Last week’s decision by Dartmouth College’s medical dean to dismiss charges against 17 students accused of cheating during remote exams was just the latest case in which the use of surveillance technology came back to bite colleges that increasingly relied on it during the pandemic.
Electronic monitoring tools sometimes flag normal behavior as cheating.
The students had faced sanctions including course failure, suspension, and expulsion after a deep dive into data from the college’s learning-management system, Canvas, persuaded the school that students had been looking up class materials during closed-book exams. The problem, which The New York Times discovered and wrote about last month, is that Canvas can automatically generate activity data on devices even when no one is using them. So while a few students may actually have been cheating, others may have had no idea that Canvas was refreshing on their cellphones or iPads, pinging “evidence” that they were sneaking a peek at the answers.
In an email sent to the campus on Wednesday, Duane A. Compton, dean of the Geisel School of Medicine, wrote that “upon further review and based on new information received from our learning management system provider,” all honor-code charges against the students were being dropped. He apologized to the students, who had taken to social media to anonymously describe the emotional toll the accusations and the potential threats to their ability to practice medicine had taken on them. Some students even protested the investigation in person.
No one is suggesting that cheating isn’t happening at colleges that had to move exams online. No matter how much instructors lecture about academic integrity, some students will be tempted to open course materials during closed-book tests when no one is watching. Colleges, including Dartmouth, have turned to a variety of technological tools to lock down browsers during exams. Some go further, using proctoring services that scan a person’s room and monitor eye movements for signs of cheating.
The problem, as Dartmouth’s case illustrated, is that those tools sometimes flag normal behavior as cheating, and the consequences for students can be dire. Even before the pandemic, colleges were starting to use increasingly invasive techniques to monitor student behavior, prompted by worries over school shootings and campus rapes and facilitated by a widening array of available technology. As concerns over Covid-19 spread, biometric sensors were introduced that allowed campuses to monitor building density, as well as student temperatures and heart rates.
Some students and digital-rights groups have pushed back against what they see as an unwelcome intrusion that will likely live on even after the pandemic is over. In a news release sent Thursday, the Electronic Frontier Foundation, a digital-rights group, contended that Dartmouth’s probe “is part and parcel of a larger problem: educators using the pandemic as an excuse to comb for evidence of cheating in places that are far outside their technical expertise.
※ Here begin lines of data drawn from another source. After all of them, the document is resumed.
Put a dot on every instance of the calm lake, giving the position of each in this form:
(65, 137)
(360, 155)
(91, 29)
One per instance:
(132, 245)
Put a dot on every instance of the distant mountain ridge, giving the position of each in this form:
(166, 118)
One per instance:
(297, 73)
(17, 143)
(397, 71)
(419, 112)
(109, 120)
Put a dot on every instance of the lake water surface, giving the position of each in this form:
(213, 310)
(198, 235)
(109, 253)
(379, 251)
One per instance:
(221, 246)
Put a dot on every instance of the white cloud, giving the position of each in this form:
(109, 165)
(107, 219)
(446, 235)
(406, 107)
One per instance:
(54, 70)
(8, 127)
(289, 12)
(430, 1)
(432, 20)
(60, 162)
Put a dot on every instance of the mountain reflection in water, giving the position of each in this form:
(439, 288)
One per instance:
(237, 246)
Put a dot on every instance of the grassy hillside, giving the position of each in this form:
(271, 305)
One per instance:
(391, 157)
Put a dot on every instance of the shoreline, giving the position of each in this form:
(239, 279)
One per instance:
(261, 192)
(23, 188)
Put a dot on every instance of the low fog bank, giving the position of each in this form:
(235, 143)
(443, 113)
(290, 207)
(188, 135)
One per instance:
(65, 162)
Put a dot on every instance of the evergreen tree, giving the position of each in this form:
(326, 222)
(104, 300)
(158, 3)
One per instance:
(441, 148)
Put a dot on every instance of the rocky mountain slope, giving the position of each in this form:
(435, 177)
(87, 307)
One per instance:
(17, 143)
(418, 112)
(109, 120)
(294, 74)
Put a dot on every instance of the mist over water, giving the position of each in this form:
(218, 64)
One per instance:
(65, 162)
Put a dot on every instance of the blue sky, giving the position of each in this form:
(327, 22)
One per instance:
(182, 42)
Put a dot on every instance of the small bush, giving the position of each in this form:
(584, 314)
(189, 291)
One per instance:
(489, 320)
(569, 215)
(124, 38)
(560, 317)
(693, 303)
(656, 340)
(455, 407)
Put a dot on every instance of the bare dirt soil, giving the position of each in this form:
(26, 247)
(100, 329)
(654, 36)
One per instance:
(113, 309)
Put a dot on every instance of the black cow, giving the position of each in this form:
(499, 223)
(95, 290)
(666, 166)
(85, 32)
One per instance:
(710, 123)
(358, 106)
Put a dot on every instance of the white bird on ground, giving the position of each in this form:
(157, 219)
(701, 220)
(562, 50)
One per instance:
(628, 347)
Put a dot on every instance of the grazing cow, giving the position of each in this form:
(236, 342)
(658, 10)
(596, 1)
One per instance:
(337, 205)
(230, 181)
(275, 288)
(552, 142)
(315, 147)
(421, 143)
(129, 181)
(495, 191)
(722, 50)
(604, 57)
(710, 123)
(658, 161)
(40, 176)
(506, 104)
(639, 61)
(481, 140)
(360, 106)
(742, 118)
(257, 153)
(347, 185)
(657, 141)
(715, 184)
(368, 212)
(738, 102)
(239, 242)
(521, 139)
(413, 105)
Proctoring tools and investigations like this one flag students based on flawed metrics and misunderstandings of technical processes, rather than concrete evidence of misconduct.”
Backlash against online proctoring systems has prompted some colleges to discontinue their use. The University of Illinois at Urbana-Champaign announced in January that it will stop using Proctorio software after the summer 2021 term. In September, Brown University apologized to students for threatening them with disciplinary sanctions for supposedly violating Covid restrictions by being in Providence when they had said they were attending remotely. The university had relied, in part, on evidence that the students had accessed private university electronic services or secure networks from the Providence area, had entered campus buildings, or been seen by other members of the community, a Brown spokesman told The Chronicle. The charges were dropped when Brown learned the students weren’t nearby.
The Foundation for Individual Rights in Education called out the Dartmouth controversy as another case in which a university “appeared to gravely misunderstand, or willfully ignore, the highly complicated data it used as the basis of its accusations against the students.”
Dartmouth officials declined further comment, citing student privacy. But in his statement last week, Compton said the students’ academic transcripts won’t include any reference to the proceedings. The medical school, he said, is providing resources to support the affected students and help them maintain their academic and professional progress. It will also review how cases are adjudicated. Students had complained that they were given less than 48 hours to respond to the charges and were advised that they’d be treated less harshly if they pleaded guilty, even when they said they hadn’t cheated.
“As we look to the future, we must ensure fairness in our honor code review process, especially in an academic environment that includes more remote learning,” Compton wrote. “In particular, we must ensure our processes live up to our high standards when it comes to maintaining academic honor and integrity. We will learn from this and we will do better.”
As first steps toward rebuilding trust that Compton conceded has been lost among some students, a medical-school committee will consider open-book exams in pre-clinical courses and more in-person exams in the coming academic year.